Marisol Touraine avait pourtant apporté son
soutien à la proposition de loi dans la version votée par la commission
des affaires sociales du Sénat (cf APM HMPJ3017) avec la date du 1er janvier 2015 dans l'espoir d'une adoption définitive rapide à l'Assemblée nationale.
Mais,
outre ce report de date, des dispositions ont été ajoutées sur la
suspension au 1er juillet 2015 des dispositifs médicaux destinés aux
femmes enceintes, aux femmes allaitantes, aux nourrissons ou aux enfants
jusqu'à 3 ans contenant des substances cancérogènes, mutagènes et
reprotoxiques (CMR de catégorie 2) ou des perturbateurs endocriniens (cf
APM HMPJ9006).
Pour
être adopté définitivement, le texte doit maintenant être voté dans les
mêmes termes par l'Assemblée nationale. Compte tenu de ces
modifications, une nouvelle navette entre les deux chambres serait
possible.
Ces tensions n'ont pas empêché un vote final unanime en faveur de la proposition de loi.
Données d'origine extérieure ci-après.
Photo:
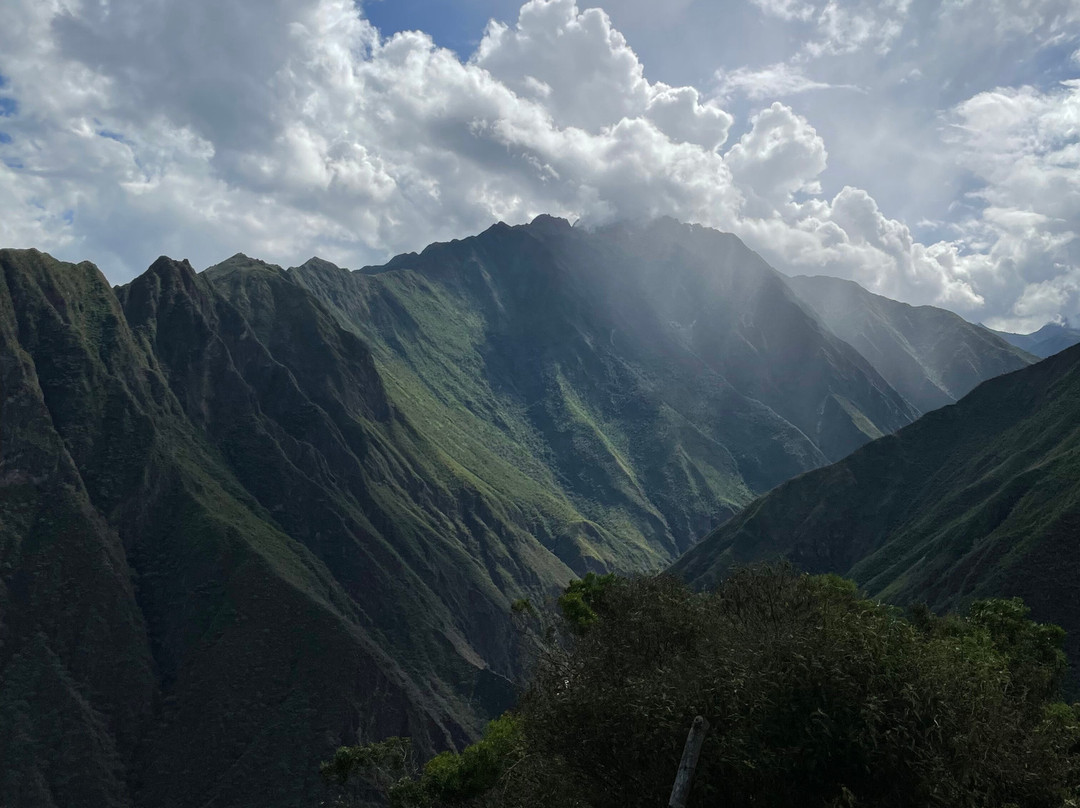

LA FRANCE "PIONNIERE EUROPEENNE"
Marisol
Touraine a souligné lors de la discussion qu'avec cette interdiction,
"la France sera pionnière au niveau européen". Elle a indiqué que le
gouvernement français s'efforcerait de convaincre les autres pays de
l'Union européenne et la Commission de suivre ses pas.
La
ministre a estimé que, compte tenu des données scientifiques actuelles,
il n'y a "plus de doute sur la nocivité" du BPA et qu'il serait
"irresponsable de ne pas appliquer strictement le principe de
précaution". "Nous ne pouvons pas laisser faire, le risque ne peut pas
être supporté par les consommateurs"
Marisol Touraine a par
ailleurs énoncé les priorités de travail du gouvernement sur les
perturbateurs endocriniens, définies dans la feuille de route pour la
conférence environnementale, rendue publique le 20 septembre.
Un
groupe de travail associant "l'ensemble des parties prenantes" sera mis
en place pour élaborer d'ici juin 2013 "une stratégie nationale
comprenant des actions de recherche, d'expertise, d'information du
public et de réflexion sur l'encadrement réglementaire".
Le
choix des actions s'appuiera sur "les résultats des expertises sur les
autres perturbateurs endocriniens" notamment les phtalates, et sur
chaque sujet, l'expertise devra être "pluriannuelle et contradictoire et
détachée des intérêts privés", a précisé Marisol Touraine.